Synopsis: Water is always present in wood, so an understanding of the interrelationship between water and wood is fundamental to fine woodworking, writes wood technologist R. Bruce Hoadley. Here, he explains water or moisture content in wood and its relationship to relative humidity and shrinkage and swelling. The extensive article includes charts showing the average moisture content of green wood and approximate shrinkage from green to oven-dry moisture content. There are instructions for calculating wood shrinkage or swelling, humidity graphs, and photos of problems associated with drying, such as checking, warping, etc.
What is the relative humidity in your workshop? Or in your garage where you are “seasoning” those carving blocks? Or in the spare room where you store your precious cabinet woods? Or for that matter, in any other room in your house or shop?

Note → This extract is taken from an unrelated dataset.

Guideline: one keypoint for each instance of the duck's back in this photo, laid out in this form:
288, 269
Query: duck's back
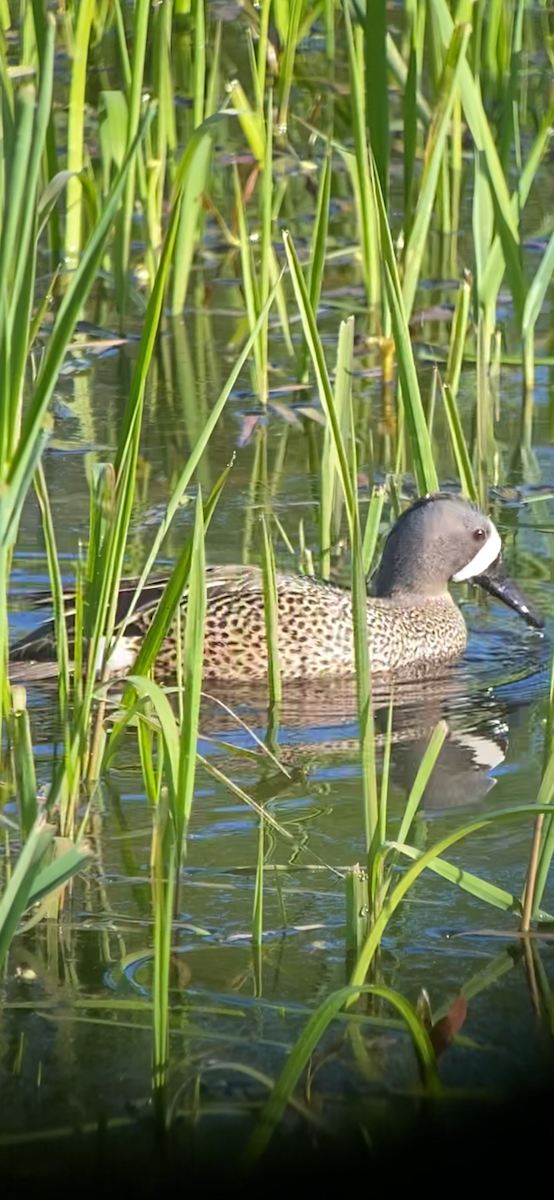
315, 629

If you’re not sure, you may be having problems such as warp, checking, unsuccessful glue joints, or even stain and mold. For just as these problems are closely related to moisture content, so is moisture content a direct response to relative humidity. Water is always present in wood so an understanding of the interrelationships between water and wood is fundamental to fine woodworking. In this article we’ll take a look at water or moisture content in wood and its relationship to relative humidity, and also its most important consequence to the woodworker—shrinkage and swelling.
Remember that wood is a cellulosic material consisting of countless cells, each having an outer cell wall surrounding an interior cell cavity (see Fine Woodworking, Summer 1976). A good analogy for now is the familiar synthetic sponge commonly used in the kitchen or for washing the car. A sopping wet sponge, just pulled from a pail of water, is analogous to wood in a living tree to the extent that the cell walls are fully saturated and swollen and cell cavities are partially to completely filled with water. If we squeeze the sopping wet sponge, liquid water pours forth. Similarly, the water in wood cell cavities, called free water, can likewise be squeezed out if we place a block of freshly cut pine sapwood in a vise and squeeze it; or we may see water spurt out of green lumber when hit with a hammer. In a tree, the sap is mostly water and for the purposes of wood physics, can be considered simply as water, the dissolved nutrients and minerals being ignored.
Now imagine thoroughly wringing out a wet sponge until no further liquid water is evident. The sponge remains full size, fully flexible and damp to the touch. In wood, the comparable condition is called the fiber saturation point (fsp), wherein, although the cell cavities are emptied of water, the cell walls are fully saturated and therefore fully swollen and in their weakest condition. The water remaining in the cell walls is called bound water. Just as a sponge would have to be left to dry—and shrink and harden—so will the bound water slowly leave a piece of wood if placed in a relatively dry atmosphere. How much bound water is lost (in either the sponge or the board), and therefore how much shrinkage takes place, will depend on the relative humidity of the atmosphere.